Tierschützer kritisieren Nürnberger Delfinlagune

Die sieben dort lebenden Delfine würden mit Psychopharmaka behandelt. 38 Tier sind in den vergangenen 40 Jahren dort gestorben.

Nürnberg. Das Wal- und Delfinschutz-Forum (WDSF) hat die Delfinlagune im Nürnberger Tiergarten erneut scharf kritisiert. Die Akteneinsicht habe ergeben, dass jeder der sieben dort lebenden Delfine mit Psychopharmaka behandelt werde, teilte das WDSF am Mittwoch mit. „Die Unterlagen des Delfinariums lesen sich wie der Bericht einer Intensivstation“, erklärte WDSF-Geschäftsführer Jürgen Ortmüller. Die Medikamentenliste sei lang und weise über 20 Medikamente aus.

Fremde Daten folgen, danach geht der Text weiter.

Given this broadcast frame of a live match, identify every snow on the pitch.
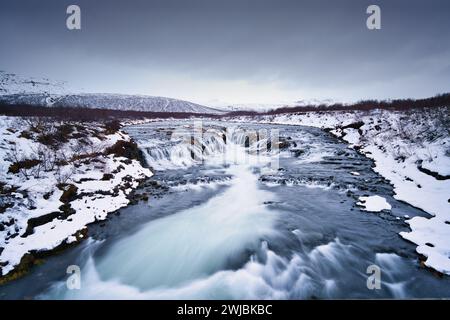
[356,196,392,212]
[0,116,152,275]
[233,107,450,274]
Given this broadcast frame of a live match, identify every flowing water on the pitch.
[0,121,450,299]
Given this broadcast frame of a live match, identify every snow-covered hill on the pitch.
[0,71,222,114]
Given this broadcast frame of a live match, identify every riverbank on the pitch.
[230,107,450,274]
[0,116,152,281]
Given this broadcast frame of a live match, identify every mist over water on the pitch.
[33,122,450,299]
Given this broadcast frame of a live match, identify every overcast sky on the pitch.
[0,0,450,105]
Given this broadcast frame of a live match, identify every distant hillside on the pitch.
[0,71,223,114]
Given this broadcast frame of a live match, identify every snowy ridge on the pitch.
[0,71,223,114]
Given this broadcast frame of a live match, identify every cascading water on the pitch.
[14,121,450,299]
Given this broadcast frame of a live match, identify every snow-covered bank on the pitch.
[0,116,152,276]
[232,107,450,274]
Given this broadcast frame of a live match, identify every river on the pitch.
[0,121,450,299]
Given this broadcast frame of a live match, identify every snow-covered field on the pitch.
[234,107,450,274]
[0,116,152,276]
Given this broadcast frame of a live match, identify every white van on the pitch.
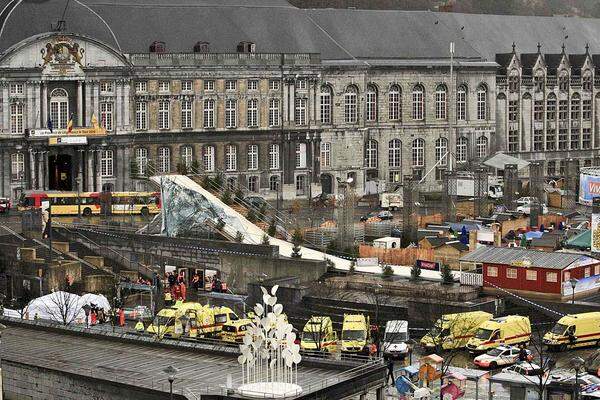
[382,320,409,359]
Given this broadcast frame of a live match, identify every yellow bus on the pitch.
[19,192,160,217]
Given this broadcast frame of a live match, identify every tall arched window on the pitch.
[158,147,171,174]
[321,85,333,125]
[202,145,215,172]
[366,85,377,122]
[388,139,402,168]
[181,146,194,169]
[477,85,487,120]
[456,85,467,121]
[366,139,377,168]
[477,136,488,158]
[435,85,447,119]
[412,85,425,120]
[412,138,425,168]
[50,88,69,129]
[225,144,237,171]
[435,138,448,167]
[388,85,402,121]
[344,85,358,124]
[456,136,469,162]
[135,147,148,175]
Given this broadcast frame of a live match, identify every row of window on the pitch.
[320,84,488,125]
[508,69,594,93]
[360,136,488,168]
[135,99,282,130]
[135,79,288,94]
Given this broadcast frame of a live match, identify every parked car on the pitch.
[244,196,267,209]
[360,211,378,222]
[516,196,537,206]
[0,197,11,213]
[502,361,543,376]
[473,346,532,369]
[377,211,394,221]
[517,203,548,215]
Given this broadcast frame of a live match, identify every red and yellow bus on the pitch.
[19,192,160,217]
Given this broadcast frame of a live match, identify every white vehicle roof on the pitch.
[385,320,408,332]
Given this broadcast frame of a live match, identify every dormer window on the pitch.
[237,42,256,53]
[9,82,25,96]
[533,72,544,93]
[100,81,114,94]
[135,81,148,93]
[581,71,594,92]
[194,42,210,53]
[150,41,167,53]
[508,71,520,93]
[558,71,569,92]
[158,81,171,93]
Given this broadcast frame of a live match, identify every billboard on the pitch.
[579,172,600,206]
[590,213,600,254]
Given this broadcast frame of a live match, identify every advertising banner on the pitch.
[579,173,600,206]
[417,260,440,271]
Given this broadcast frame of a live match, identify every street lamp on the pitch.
[569,357,585,400]
[163,365,179,400]
[81,304,92,328]
[569,278,579,304]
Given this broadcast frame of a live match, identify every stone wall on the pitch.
[1,360,186,400]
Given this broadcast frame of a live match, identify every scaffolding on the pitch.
[473,166,488,218]
[402,175,419,246]
[504,164,520,210]
[442,170,456,222]
[529,161,544,226]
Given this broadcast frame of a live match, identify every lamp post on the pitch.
[163,365,179,400]
[569,278,579,304]
[569,357,585,400]
[81,304,92,328]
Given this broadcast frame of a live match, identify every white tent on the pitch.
[26,291,110,325]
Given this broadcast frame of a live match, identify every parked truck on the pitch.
[382,320,409,360]
[300,316,337,352]
[341,314,371,354]
[467,315,531,353]
[456,175,504,199]
[421,311,493,351]
[544,312,600,351]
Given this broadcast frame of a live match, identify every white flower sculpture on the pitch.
[238,285,302,398]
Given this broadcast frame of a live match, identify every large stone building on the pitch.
[0,0,600,199]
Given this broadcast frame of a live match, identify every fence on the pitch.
[460,272,483,286]
[359,245,434,265]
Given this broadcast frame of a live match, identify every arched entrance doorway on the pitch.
[48,154,73,191]
[321,174,333,194]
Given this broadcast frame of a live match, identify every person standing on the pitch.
[385,358,396,385]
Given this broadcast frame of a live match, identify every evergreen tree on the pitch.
[440,264,454,284]
[221,190,231,205]
[348,261,356,275]
[381,264,394,278]
[246,207,258,223]
[267,218,277,237]
[262,235,271,246]
[292,229,303,258]
[235,231,244,243]
[410,263,421,281]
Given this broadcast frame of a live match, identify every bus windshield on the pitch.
[342,330,366,341]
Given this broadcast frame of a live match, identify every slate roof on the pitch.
[460,246,593,269]
[0,0,600,62]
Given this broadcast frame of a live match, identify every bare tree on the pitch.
[42,290,81,325]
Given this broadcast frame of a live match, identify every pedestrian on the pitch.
[385,357,396,385]
[519,345,527,362]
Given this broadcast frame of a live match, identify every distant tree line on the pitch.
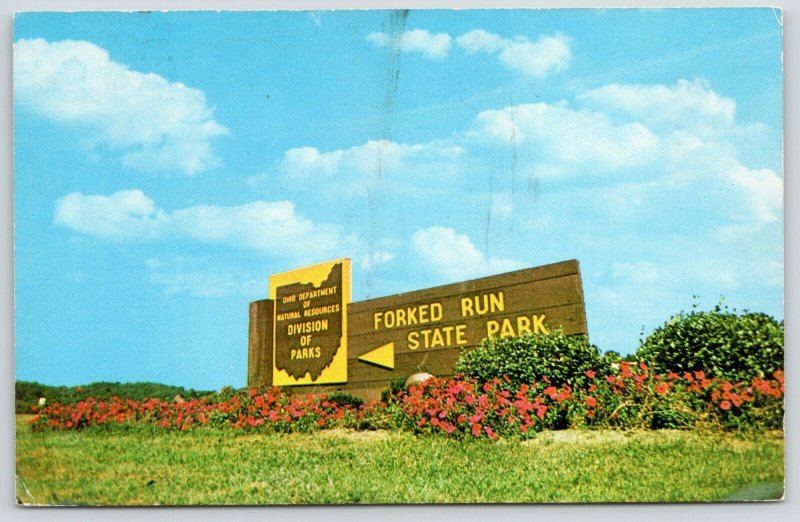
[14,381,215,413]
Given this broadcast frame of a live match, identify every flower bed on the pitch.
[30,362,784,440]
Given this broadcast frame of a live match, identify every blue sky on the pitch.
[14,9,783,389]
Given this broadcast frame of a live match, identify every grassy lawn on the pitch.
[16,415,784,505]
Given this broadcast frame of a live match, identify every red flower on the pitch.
[472,423,481,437]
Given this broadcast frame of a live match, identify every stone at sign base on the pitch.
[406,372,433,388]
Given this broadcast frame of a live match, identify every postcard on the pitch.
[13,8,784,506]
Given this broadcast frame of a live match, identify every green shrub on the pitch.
[327,391,364,409]
[455,330,605,387]
[381,377,406,404]
[636,305,783,381]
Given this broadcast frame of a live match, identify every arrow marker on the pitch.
[358,342,394,370]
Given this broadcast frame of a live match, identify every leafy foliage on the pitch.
[455,330,605,387]
[636,305,784,381]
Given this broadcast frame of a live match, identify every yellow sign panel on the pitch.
[269,259,350,386]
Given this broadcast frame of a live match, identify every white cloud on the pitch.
[278,140,464,194]
[456,29,510,54]
[456,29,572,78]
[361,250,397,270]
[411,226,524,280]
[577,78,736,131]
[14,38,228,174]
[471,101,661,174]
[727,164,783,223]
[55,190,169,239]
[54,190,354,259]
[366,29,452,60]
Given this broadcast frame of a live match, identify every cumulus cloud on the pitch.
[577,78,736,134]
[54,190,354,258]
[361,250,397,270]
[472,102,661,173]
[456,29,572,78]
[366,29,452,60]
[55,190,169,239]
[14,38,228,175]
[411,226,524,280]
[278,140,465,194]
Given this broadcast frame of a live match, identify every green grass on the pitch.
[16,416,784,505]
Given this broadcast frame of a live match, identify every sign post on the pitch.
[269,259,350,386]
[248,260,587,399]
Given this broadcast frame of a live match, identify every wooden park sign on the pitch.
[247,259,587,399]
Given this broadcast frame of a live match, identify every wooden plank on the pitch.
[348,304,586,359]
[247,299,274,387]
[350,260,579,314]
[348,274,583,335]
[248,260,587,399]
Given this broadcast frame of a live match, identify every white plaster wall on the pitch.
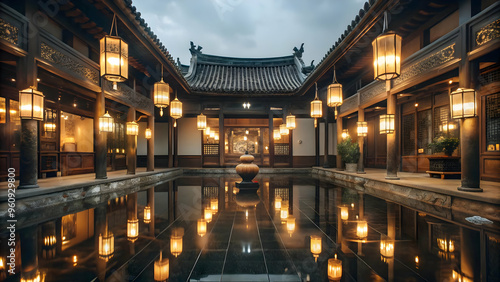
[177,118,201,156]
[293,118,315,156]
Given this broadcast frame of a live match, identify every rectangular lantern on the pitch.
[286,115,296,129]
[380,114,395,134]
[127,121,139,136]
[357,121,368,137]
[372,31,402,81]
[450,88,477,118]
[19,88,44,120]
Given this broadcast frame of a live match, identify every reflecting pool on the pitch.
[0,174,500,281]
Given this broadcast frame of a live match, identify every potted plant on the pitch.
[337,137,359,172]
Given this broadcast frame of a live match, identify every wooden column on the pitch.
[358,108,366,174]
[146,115,155,171]
[127,107,137,174]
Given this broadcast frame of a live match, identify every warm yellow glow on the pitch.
[127,121,139,136]
[197,218,207,237]
[19,88,44,120]
[357,121,368,137]
[144,205,151,224]
[450,88,477,118]
[286,215,295,237]
[196,113,207,130]
[340,206,349,220]
[204,208,212,223]
[328,254,342,281]
[286,115,296,129]
[154,252,170,281]
[311,235,322,261]
[170,97,182,119]
[380,114,395,134]
[99,232,115,261]
[99,111,114,132]
[356,220,368,238]
[127,219,139,242]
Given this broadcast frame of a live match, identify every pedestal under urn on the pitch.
[236,151,259,189]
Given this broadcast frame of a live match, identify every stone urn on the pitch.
[236,151,259,189]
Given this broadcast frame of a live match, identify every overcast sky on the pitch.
[133,0,365,65]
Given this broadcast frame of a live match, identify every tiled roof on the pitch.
[186,52,305,94]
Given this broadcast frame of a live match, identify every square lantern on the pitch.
[450,88,477,118]
[99,111,115,132]
[196,113,207,130]
[286,115,296,129]
[357,121,368,137]
[328,254,342,281]
[127,219,139,242]
[372,31,402,81]
[154,252,170,281]
[380,114,395,134]
[153,78,171,116]
[170,97,182,119]
[280,123,290,135]
[311,235,322,261]
[19,88,44,120]
[144,128,153,140]
[100,35,128,90]
[99,232,115,261]
[127,121,139,136]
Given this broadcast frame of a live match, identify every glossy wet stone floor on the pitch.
[0,175,500,281]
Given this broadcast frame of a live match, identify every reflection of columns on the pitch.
[358,108,365,173]
[146,115,155,171]
[385,86,399,180]
[18,225,38,280]
[94,87,108,179]
[127,107,137,174]
[336,117,343,170]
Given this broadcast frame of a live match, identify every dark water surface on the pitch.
[0,175,500,281]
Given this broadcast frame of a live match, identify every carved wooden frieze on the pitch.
[102,80,154,115]
[0,18,19,45]
[394,43,456,85]
[40,43,99,84]
[476,19,500,46]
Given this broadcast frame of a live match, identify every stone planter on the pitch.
[345,163,358,172]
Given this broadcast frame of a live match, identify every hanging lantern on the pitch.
[311,83,323,118]
[144,205,151,224]
[286,114,296,129]
[326,66,343,118]
[328,254,342,281]
[196,113,207,130]
[450,88,477,118]
[340,206,349,220]
[127,219,139,242]
[170,228,184,257]
[342,129,350,139]
[357,121,368,137]
[170,97,182,119]
[380,234,394,258]
[356,220,368,239]
[153,66,171,116]
[273,129,281,140]
[154,252,170,281]
[380,114,395,134]
[127,121,139,136]
[286,215,295,237]
[100,15,128,90]
[197,218,207,237]
[99,111,115,132]
[19,87,44,120]
[99,232,115,261]
[280,123,290,135]
[311,235,321,261]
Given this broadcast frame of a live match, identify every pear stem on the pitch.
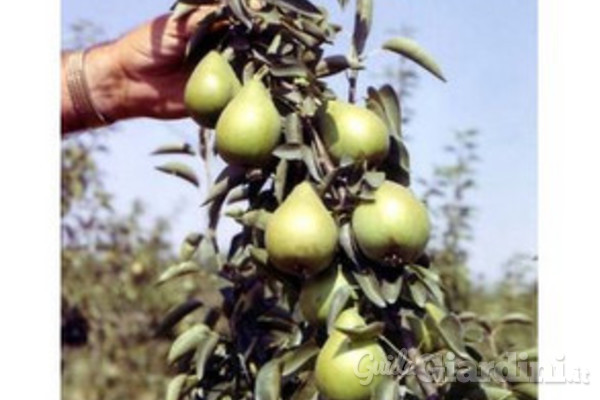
[254,65,269,80]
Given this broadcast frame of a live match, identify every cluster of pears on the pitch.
[184,51,281,167]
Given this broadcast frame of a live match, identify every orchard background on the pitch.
[62,0,537,399]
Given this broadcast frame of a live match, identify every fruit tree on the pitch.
[155,0,536,400]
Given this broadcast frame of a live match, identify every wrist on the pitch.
[84,43,129,122]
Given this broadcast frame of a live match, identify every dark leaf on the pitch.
[315,55,362,78]
[383,37,446,82]
[152,143,196,156]
[171,1,198,19]
[179,232,204,261]
[276,0,321,16]
[335,322,385,341]
[254,358,283,400]
[371,376,400,400]
[282,341,320,376]
[225,0,252,29]
[156,162,200,187]
[352,271,386,308]
[381,275,403,304]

Der Bayerische Verwaltungsgerichtshof hatte die Stadt Nürnberg verurteilt, die Akten offen zu legen, nachdem Tierschützer dies jahrelang vergeblich gefordert hatten. Die Delfinakten würden eine regelmäßige Verabreichung von Diazepam ausweisen, einem verschreibungspflichtigen Psychomarmaka gegen Angst- und Spannungszustände, das nur in geringer Einzeldosis und wegen seines Suchtpotentials nicht fortlaufend verabreicht werden dürfe, so das WDSF. Innerhalb von vier Monaten seien beispielsweise dem nierenkranken Delfin Jenny 145 mg Diazepam verabreicht worden. Der Delfin Anke erhielt bei einem Transfer von Holland nach Nürnberg im Frühjahr eine Höchstdosis von 30 mg Diazepam und Antibiotika. Anke muss sich bei diesem Transport stark stark verletzt haben. In dem Tiergarten-Bericht heißt es: „Anke hat sich beim Fangen hinter Blasloch, kaudal an der Finne (blutet am meisten), am rechten Flipper und an der Fluke aufgeschlagen.“

Die vom WDSF eingeschaltete Staatsanwaltschaft würde nun zu prüfen haben, ob das Delfinarium geschlossen werden muss, um eine fachkompetente Oberaufsicht für die Delfinbehandlung zu gewährleisten. „Hier scheinen alle Entscheidungsträger vom Tiergartendirektor bis hin zur zuständigen Tierärztin versagt zu haben“, sagt Ortmüller. Das WDSF lässt jetzt prüfen, ob die Antibiotika-Behandlung zum mehrfachen Tod von Delfinen in Nürnberg geführt hat. Ortmüller: „Wir haben einen Hinweis eines Biologen von der Ruhr-Universität Bochum vorliegen, dass die Antibiotika-Behandlung der Delfine zur sogenannten „Herxheimer Reaktion“ führen kann, die mit Todesfällen verbunden ist, wenn sie nicht rechtzeitig erkannt und behandelt wird.“38 Nürnberger Delfine hätten seit Bestehen des Delfinariums im Jahr 1971 den Tod gefunden.